November 16, doomed from the start

November 17th, 2009 | by TJ |

“It seems like NaBloPoMo is becoming basically me talking about what an asshole I am. Got any ideas for me to write about all the terrible ways I annoy you?”

“Not really, no.”

“Oh, yeah, right!”

“Well… you know how every time I stand up, you ask me to get you a diet soda? How you’ll sit without a diet soda for like, an hour, just so you can ask me for one as soon as I stand up? That’s kind of annoying.”

Excuse me?”

*5 minutes later*

“So really, it’s because I’m trying to prevent global warming. You’re WELCOME.”

“I think your logic is flawed there.”

“I think your concern for the environment is flawed.

*5 minutes later*

“I can’t believe you!”

“I did not call you Pre-Subway Fat Jared!”

“Whatever. Should I roll myself out of the car or are you going to drag up a RAMP?”

9 Responses to “November 16, doomed from the start”

  1. By T-Sonn on Nov 17, 2009

    Wow. Poor Phil. You are just TRYING to be that way, huh?

    [Reply]

  2. By Dzargul on Nov 17, 2009

    I’m cheering on Phil on this one. TJ was OBVIOUSLY digging for material…and Phil Took One For the Team to provide her some. Very perceptive Phil.

    I’ sure she’ll thank you…ummm…she’ll…

    …herm….

    …if you have kids and THEY have kids, I’m PRETTY sure at some point TJ will hint to the granchildren that you played a productive role in this moment.

    [Reply]

  3. By kLog on Nov 17, 2009

    For the record, Jared’s daily walk to Subway was down 2 flights of stairs. The Bloomington Subway is the bottom floor of a 3-story apartment building.

    [Reply]

  4. By Melchoir on Nov 17, 2009

    “I think your concern for the environment is flawed.”

    You have no idea how much that retort has made my day. I can’t explain it, but I seriously had to fight to contain my laughter in the office on lunch break.

    [Reply]

  5. By Capn John on Nov 17, 2009

    For anyone concerned about Phil, don’t be. Neither he nor TJ actually exist. The last few posts raised my suspicions but this one finally gave it away so to save everyone’s hair and fingernails I will reveal to you the truth…this is really my wife’s Blog.

    No?

    Wow. You could have fooled me.

    For anyone concerned about Phil, don’t be, because TJ is very much like my wife, to whom I’ve been happily married (for the most part. I’m kidding, dear! I’m kidding! Put down the gardening shears!) Alright! Alright So my wife and I have been happily married for the most…I mean for 11 1/2 years. 11 1/2 happily married years.

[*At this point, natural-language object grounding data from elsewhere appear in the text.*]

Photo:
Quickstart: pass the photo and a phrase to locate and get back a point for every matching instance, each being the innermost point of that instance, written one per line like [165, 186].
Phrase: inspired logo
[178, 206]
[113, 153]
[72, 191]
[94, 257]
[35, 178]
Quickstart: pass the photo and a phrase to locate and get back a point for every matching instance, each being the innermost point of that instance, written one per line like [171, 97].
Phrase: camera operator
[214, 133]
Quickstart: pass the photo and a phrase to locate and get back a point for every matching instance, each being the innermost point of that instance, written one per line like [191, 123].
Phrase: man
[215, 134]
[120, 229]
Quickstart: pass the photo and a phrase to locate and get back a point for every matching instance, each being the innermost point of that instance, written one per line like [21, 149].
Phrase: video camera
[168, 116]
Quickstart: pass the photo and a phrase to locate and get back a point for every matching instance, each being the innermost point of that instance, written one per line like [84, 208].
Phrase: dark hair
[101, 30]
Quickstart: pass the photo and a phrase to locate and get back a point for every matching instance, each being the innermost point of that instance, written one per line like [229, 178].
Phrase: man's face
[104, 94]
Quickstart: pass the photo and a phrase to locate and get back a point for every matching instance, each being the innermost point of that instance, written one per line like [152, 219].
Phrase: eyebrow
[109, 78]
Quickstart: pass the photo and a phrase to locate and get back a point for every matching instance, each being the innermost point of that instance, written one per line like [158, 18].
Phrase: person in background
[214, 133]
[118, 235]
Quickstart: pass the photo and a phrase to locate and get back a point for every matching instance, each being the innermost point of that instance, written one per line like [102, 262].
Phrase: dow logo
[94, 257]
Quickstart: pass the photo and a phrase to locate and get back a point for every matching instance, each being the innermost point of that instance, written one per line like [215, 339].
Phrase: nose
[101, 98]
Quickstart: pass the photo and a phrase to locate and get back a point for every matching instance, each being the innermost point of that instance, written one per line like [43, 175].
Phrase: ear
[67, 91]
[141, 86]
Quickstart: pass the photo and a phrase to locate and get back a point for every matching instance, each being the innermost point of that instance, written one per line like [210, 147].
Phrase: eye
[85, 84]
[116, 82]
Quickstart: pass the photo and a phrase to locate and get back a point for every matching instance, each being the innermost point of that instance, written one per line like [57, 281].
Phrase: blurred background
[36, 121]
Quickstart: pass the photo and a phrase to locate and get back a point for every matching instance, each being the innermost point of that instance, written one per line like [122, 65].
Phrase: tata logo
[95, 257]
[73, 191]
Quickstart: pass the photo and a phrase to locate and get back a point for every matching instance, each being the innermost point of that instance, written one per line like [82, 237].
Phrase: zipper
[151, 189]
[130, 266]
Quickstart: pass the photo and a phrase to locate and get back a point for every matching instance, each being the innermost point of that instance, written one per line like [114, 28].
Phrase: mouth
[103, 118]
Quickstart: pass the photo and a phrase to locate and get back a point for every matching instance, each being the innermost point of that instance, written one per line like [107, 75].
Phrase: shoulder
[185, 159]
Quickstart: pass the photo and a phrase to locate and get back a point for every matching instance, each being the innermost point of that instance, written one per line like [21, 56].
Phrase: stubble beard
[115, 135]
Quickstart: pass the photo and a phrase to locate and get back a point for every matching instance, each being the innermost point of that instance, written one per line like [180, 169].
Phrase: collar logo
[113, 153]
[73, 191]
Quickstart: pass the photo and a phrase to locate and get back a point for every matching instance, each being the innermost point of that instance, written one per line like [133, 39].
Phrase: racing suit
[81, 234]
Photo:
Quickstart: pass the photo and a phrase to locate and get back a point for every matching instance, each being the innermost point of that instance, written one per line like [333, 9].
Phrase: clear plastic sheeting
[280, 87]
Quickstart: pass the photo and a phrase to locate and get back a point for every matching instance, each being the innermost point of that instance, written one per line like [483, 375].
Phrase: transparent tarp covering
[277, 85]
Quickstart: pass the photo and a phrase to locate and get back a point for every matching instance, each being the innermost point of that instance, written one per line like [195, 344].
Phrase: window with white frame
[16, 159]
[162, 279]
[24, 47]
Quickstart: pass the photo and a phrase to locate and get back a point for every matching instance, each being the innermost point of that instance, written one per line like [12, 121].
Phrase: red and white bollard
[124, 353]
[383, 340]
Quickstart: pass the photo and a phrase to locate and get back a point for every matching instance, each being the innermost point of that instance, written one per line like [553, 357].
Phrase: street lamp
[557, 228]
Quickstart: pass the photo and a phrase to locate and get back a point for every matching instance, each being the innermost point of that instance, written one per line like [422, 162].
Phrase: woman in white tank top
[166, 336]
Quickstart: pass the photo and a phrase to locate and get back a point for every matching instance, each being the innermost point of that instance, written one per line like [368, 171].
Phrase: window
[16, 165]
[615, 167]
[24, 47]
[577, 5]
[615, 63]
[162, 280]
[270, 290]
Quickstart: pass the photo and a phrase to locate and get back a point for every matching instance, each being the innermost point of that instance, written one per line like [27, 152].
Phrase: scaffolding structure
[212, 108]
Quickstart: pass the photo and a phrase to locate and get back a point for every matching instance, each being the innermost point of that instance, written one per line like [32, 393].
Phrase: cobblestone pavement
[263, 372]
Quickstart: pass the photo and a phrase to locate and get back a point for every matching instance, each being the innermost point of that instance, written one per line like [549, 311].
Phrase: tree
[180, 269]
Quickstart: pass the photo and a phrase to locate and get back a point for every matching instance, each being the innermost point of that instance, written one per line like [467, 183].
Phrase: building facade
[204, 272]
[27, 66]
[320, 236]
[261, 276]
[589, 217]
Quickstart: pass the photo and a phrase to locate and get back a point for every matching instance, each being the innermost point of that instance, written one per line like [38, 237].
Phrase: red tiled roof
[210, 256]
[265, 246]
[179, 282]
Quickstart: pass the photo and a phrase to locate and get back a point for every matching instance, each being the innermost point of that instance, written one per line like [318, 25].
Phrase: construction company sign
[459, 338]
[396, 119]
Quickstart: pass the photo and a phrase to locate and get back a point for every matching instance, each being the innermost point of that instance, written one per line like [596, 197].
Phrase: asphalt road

    But don’t take my word for it, ask Mil Millington and his girlfriend Margret, who would be his wife (and is the mother of his children) except they don’t feel it’s necessary to be married: http://www.mil-millington.com/

    If Mil and I can live with Margret and my wife (separately of course, in our respective houses, not cohabiting together) then Phil can certainly live with TJ.

    So if you’re worried about Phil, don’t be; he’s going to be alright.

    [Reply]

    Dzargul Reply:

    Oh, I’m not worried about Phil at ALL. This sort of treatment is the adult version of the little girl who punches you on the playground. We men know it, we love, and we sign up for it. This sort of attention is only proof that they care for us.

    [Reply]

    Capn John Reply:

    Dzargul, that is an excellent way of putting it.

    [Reply]

  6. By Alex on Nov 17, 2009

    Pre-Subway Fat Jared is going to be my new go-to insult.

    [Reply]

  7. By Delicia on Nov 17, 2009

    Thanks TJ, having a crappy day, this post made it better. Have to tell you my hubby has finally acknowledged your point of whatever THEY make is actually ours by automatically making me a bowl of popcorn when he makes himself some. His always tastes better, though.